Ask HN: Ideas for s/w company we can reach out to? - neoatbay
Looking for recommendation of some niche Cloud based s&#x2F;w companies whose services are delivered by (preferably RESTful) API. It is preferred that the solution (delivered by API) is computing intensive and is useful as a build block for other software solutions.<p>We are a startup that is specialized in connecting API publishers and business users.<p>Thanks in advance.
======
_ah
This is a really confusing post on a lot of levels. I think that some
refinement in your pitch would go a long way. Some of the questions that arise
after reading your post are:

* If you're a startup scrambling for traction, why are you so particular about the method by which your partners' services are delivered? What's so special about REST APIs? Why do you care if it's compute-bound? Shouldn't you be willing to work with anyone?

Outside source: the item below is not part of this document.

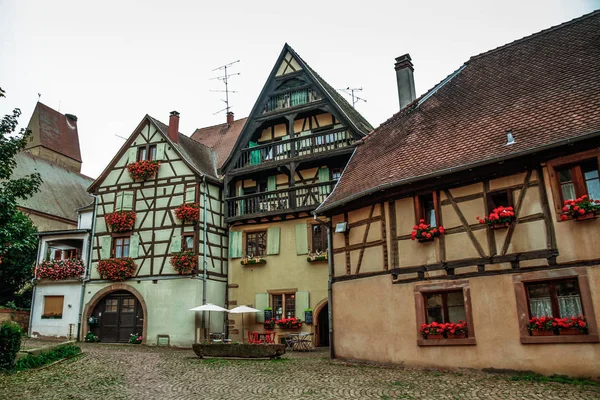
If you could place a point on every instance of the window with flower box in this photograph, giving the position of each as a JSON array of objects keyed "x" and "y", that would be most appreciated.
[
  {"x": 445, "y": 303},
  {"x": 563, "y": 293}
]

* What value do you actually offer? I'm not sure if you're an API integrator, a billing backend person, a contract sales team, or what.

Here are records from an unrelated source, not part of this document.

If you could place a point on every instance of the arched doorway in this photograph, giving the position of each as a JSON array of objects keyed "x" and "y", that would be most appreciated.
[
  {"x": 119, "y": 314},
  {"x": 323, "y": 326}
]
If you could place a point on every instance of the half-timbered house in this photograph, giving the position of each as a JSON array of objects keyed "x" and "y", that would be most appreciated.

* You specialize in connecting API publishers to business users, but you're on HN asking for SW companies. If this is your _specialty_ shouldn't you already know? Or do you have a deep list of businesses with validated needs? The impression you're giving here is that you don't actually have ANY clients on either side of this transaction. I'm left wondering if there is a similar post on a business-focused message board somewhere.

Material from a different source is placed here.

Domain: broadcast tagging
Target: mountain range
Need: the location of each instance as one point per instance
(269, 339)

I've re-written your pitch as an example. I don't know if this is anything
close to what you actually do, but hopefully it's illustrative: "Hi! We're a
new startup in the cloud computing space. We take high performance hardware
and manage it for other software companies... we're like AWS EC2, but focused
exclusively on compute-bound workloads (and we're less expensive too). If you
sell your services through an API, we've also built a nifty service layer to
automate all your security, logins, and billing. We take care of all the
paperwork so you can focus on running your service. We're looking for more
partners, so please take a look at our beta [insert link here]. We'd love to
hear your feedback. If you send me a PM, I'll also get you 50% off your first
3 months. Thanks!"

Anyway, hope that's at least somewhat helpful.

------
mtmail
Can you add contact into to your profile? I work on such an API. We're in
couple business directories but so far avoid those who add another layer
because it makes billing and support harder.